Amazon EC2 As A Webhost Redux
By Adrian Sutton
Back in 2007 I looked at EC2 for a web server and while it wound up being feasible it had a number of drawbacks:
Those familiar with EC2 won’t be surprised to hear that we won’t be going with the service for three reasons:
- It’s at least as expensive as the dedicated server we’d need.
- The filesystem gets reset everytime the server reboots (S3 provides a REST API to store and retrieve data, not a filesystem)
- The server gets a new IP address every time it reboots.
Since then Amazon have rolled out new services that solve problems 2 and 3 and reserved instances to help with 1. What surprises me after a couple of years running a single EC2 instance with an app that’s using S3 for storage though is just how stable it has been.
Remember that EC2’s original point in life was scalability, not running one single instance for a really long time. They’ve done tons of upgrades to their infrastructure over the last couple of years as well which normally would mean down time and migrations. You can imagine my surprise when I checked how long it’s been since the instance rebooted:
e2wiki:~# uptime 04:28:45 up 499 days, 19:14, 1 user, load average: 0.33, 0.10, 0.03
Just shy of 500 days since a reboot for any reason.

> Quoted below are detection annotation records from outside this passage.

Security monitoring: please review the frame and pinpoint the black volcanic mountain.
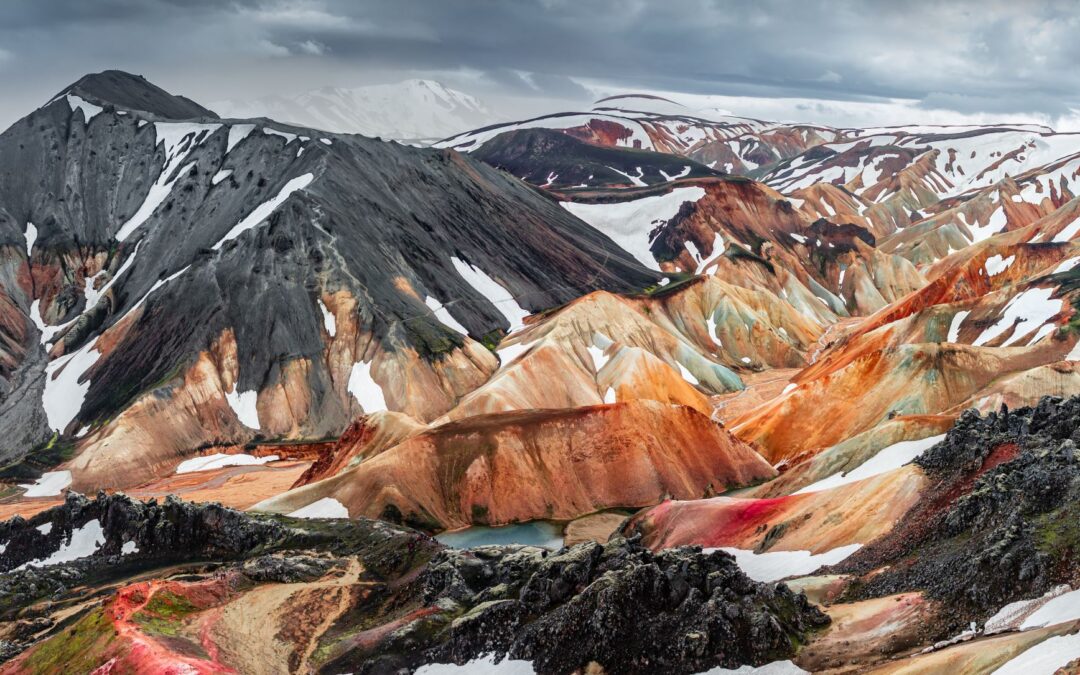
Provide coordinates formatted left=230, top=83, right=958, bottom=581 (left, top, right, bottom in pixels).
left=0, top=71, right=657, bottom=477
left=470, top=129, right=725, bottom=189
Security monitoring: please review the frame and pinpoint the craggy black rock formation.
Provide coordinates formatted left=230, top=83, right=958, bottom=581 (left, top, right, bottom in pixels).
left=837, top=396, right=1080, bottom=633
left=341, top=538, right=828, bottom=673
left=0, top=492, right=440, bottom=620
left=0, top=495, right=828, bottom=673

I can’t say that about any other hosting service I’ve ever used so even if EC2 is more expensive, it’s seriously reliable.
Now we just need to fix the memory leak in the app we’re running on that server – it up and dies a couple of times a week. That said, the script that automatically restarts it is so effective that the external monitoring tools don’t even notice so it’s probably not worth the effort.